Science Doesn't Work That Way

Gregory E. Kaebnick
Boston Review
Originally published 30 April 21

Here is an excerpt:

The way to square this circle is to acknowledge that what objectivity science is able to deliver derives not from individual scientists but from the social institutions and practices that structure their work. The philosopher of science Karl Popper expressed this idea clearly in his 1945 book The Open Society and Its Enemies. “There is no doubt that we are all suffering under our own system of prejudices,” he acknowledged—“and scientists are no exception to this rule.” But this is no threat to objectivity, he argued—not because scientists manage to liberate themselves from their prejudices, but rather because objectivity is “closely bound up with the social aspect of scientific method.” In particular, “science and scientific objectivity do not (and cannot) result from the attempts of an individual scientist to be ‘objective,’ but from the friendly-hostile co-operation of many scientists.” Thus Robinson Crusoe cannot be a scientist, “For there is nobody but himself to check his results.”

More recently, philosophers and historians of science such as Helen Longino, Miriam Solomon, and Naomi Oreskes have developed detailed arguments along similar lines, showing how the integrity and objectivity of scientific knowledge depend crucially on social practices. Science even sometimes advances not in spite but because of scientists’ filters and biases—whether a tendency to focus single-mindedly on a particular set of data, a desire to beat somebody else to an announcement, a contrarian streak, or an overweening self-confidence. Any vision of science that makes it depend on complete disinterestedness is doomed to make science impossible. Instead, we must develop a more widespread appreciation of the way science depends on protocols and norms that scientists have collectively developed for testing, refining, and disseminating scientific knowledge. A scientist must be able to show that research has met investigative standards, that it has been exposed to criticism, and that criticisms can be met with arguments.

The implication is that science works not so much because scientists have a special ability to filter out their biases or to access the world as it really is, but instead because they are adhering to a social process that structures their work—constraining and channeling their predispositions and predilections, their moments of eureka, their large yet inevitably limited understanding, their egos and their jealousies. These practices and protocols, these norms and standards, do not guarantee mistakes are never made. But nothing can make that guarantee. The rules of the game are themselves open to scrutiny and revision in light of argument, and that is the best we can hope for.
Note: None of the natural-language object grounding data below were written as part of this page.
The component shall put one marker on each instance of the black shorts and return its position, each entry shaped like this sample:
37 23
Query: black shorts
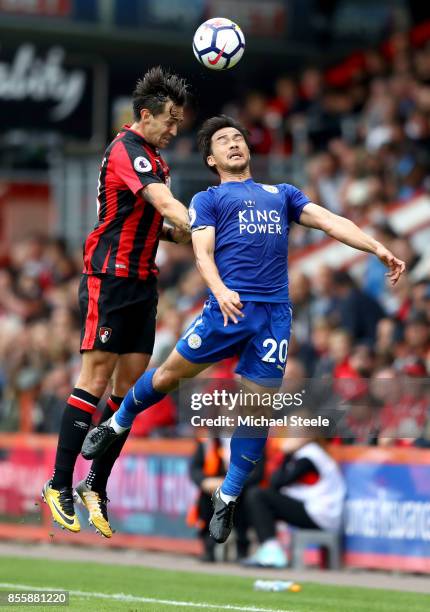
117 314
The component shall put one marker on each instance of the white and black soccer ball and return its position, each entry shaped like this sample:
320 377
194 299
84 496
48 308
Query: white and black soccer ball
218 43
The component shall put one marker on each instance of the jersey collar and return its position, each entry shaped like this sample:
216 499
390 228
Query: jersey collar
127 128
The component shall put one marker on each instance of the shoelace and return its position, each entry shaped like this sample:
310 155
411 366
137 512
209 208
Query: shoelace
226 513
66 501
99 432
94 503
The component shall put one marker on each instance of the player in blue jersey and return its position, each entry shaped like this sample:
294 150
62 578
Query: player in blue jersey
240 239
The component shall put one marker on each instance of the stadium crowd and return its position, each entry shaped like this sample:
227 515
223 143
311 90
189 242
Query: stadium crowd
365 131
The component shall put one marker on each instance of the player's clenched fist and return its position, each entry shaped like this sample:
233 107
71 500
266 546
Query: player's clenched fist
230 305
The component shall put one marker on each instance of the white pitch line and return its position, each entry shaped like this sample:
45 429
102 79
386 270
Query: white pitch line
135 598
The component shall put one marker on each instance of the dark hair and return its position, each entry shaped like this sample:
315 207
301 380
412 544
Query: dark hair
155 89
208 129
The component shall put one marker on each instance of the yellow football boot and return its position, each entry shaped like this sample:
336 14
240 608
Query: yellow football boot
96 505
60 503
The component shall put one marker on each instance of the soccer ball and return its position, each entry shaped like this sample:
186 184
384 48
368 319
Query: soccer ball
218 43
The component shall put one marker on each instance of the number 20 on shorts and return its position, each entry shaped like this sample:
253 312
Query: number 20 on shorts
272 345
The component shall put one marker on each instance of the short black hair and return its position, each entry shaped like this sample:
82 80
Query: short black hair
157 87
208 129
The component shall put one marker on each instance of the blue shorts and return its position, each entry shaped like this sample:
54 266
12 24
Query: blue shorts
260 339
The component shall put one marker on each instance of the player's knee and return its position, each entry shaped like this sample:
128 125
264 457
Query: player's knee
121 387
165 380
94 382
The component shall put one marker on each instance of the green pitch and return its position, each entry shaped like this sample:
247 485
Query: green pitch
98 587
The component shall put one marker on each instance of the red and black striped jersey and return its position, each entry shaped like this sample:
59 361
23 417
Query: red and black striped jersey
125 239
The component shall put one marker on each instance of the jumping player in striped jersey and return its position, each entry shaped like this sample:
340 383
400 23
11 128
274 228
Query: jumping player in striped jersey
118 290
240 238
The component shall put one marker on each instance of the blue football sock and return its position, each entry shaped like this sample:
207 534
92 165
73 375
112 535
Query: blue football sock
245 453
139 398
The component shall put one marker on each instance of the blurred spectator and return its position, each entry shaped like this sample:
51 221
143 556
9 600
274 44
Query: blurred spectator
208 467
356 312
307 491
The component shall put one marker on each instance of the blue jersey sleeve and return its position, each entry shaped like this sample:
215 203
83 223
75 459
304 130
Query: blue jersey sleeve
202 210
296 200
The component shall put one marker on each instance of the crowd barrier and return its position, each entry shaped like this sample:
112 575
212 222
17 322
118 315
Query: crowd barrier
387 513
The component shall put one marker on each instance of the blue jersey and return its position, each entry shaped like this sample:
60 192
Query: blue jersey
251 222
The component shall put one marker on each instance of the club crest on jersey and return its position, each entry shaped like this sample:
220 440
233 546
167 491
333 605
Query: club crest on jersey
192 213
194 341
270 188
141 164
105 334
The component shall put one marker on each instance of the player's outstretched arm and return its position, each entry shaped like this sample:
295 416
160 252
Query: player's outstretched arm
229 301
347 232
160 196
174 234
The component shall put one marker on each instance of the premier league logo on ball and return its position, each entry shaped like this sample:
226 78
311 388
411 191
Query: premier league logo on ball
104 334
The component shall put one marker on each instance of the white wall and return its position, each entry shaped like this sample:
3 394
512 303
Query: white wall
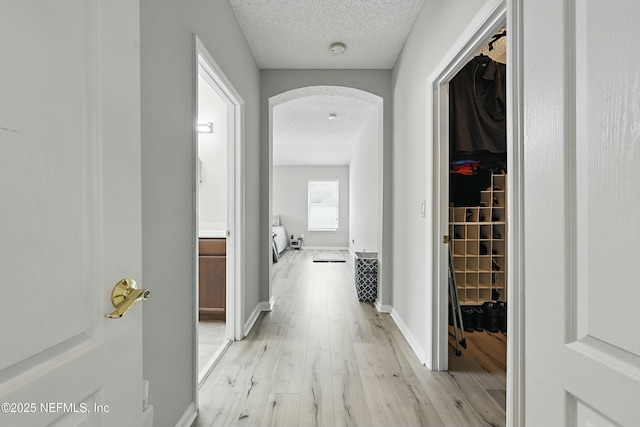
290 202
377 82
212 151
434 33
168 199
364 197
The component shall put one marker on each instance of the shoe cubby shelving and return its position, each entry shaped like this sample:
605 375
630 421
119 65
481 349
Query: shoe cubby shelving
478 235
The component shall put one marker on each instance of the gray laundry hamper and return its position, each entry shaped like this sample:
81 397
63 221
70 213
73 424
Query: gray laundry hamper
366 276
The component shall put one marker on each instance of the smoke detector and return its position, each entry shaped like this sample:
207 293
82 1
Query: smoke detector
338 48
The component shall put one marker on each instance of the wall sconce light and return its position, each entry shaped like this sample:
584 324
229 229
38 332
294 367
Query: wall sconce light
205 127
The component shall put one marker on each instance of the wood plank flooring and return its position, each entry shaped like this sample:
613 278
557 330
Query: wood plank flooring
321 358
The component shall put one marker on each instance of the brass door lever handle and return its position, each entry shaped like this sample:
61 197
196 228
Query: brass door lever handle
124 294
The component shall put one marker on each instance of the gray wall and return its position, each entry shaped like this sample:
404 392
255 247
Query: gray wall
274 82
433 35
290 202
167 73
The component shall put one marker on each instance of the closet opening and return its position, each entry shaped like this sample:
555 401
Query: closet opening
477 211
478 204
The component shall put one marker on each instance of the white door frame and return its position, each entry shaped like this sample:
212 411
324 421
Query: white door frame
235 194
489 20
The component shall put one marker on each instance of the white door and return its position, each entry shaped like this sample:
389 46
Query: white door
582 212
69 212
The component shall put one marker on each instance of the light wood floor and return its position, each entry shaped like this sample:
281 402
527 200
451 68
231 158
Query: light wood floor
321 358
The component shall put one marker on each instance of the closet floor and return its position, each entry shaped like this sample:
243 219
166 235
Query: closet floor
322 358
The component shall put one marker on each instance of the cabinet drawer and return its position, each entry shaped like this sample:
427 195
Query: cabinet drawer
213 247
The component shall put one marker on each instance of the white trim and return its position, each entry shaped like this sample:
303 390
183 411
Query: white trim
383 308
325 248
236 209
515 219
235 193
260 307
204 373
188 417
406 332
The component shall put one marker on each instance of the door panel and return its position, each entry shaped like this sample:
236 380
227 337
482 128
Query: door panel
608 206
69 212
582 204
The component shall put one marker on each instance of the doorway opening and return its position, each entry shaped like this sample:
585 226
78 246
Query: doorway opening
218 163
327 134
477 217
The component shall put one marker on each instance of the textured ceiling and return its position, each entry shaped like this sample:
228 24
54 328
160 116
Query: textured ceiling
298 33
304 135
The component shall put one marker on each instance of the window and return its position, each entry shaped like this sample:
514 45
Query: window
323 205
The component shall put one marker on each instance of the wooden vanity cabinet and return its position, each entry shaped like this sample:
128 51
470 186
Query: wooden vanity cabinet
212 285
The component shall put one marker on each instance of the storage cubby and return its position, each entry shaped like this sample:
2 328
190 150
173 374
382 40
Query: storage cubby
479 245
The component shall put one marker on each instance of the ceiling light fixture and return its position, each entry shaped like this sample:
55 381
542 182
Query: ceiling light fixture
338 48
205 127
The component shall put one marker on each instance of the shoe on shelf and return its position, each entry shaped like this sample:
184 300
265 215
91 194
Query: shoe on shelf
491 316
483 249
468 319
478 315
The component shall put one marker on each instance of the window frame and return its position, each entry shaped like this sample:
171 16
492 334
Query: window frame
337 205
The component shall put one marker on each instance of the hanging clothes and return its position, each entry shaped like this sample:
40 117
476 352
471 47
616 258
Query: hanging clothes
477 108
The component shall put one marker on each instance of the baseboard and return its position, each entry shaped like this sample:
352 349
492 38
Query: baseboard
260 307
383 308
326 248
204 373
188 417
419 351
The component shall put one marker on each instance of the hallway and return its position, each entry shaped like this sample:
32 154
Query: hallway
321 358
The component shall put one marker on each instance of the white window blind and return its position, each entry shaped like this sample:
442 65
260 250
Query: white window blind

This way of understanding science fares better than the exalted view, which makes scientific knowledge impossible. Like all human endeavors, science is fallible, but still it warrants belief—according to how well it adheres to rules we have developed for it. What makes for objectivity and expertise is not, or not merely, the simple alignment between what one claims and how the world is, but a commitment to a process that is accepted as producing empirical adequacy.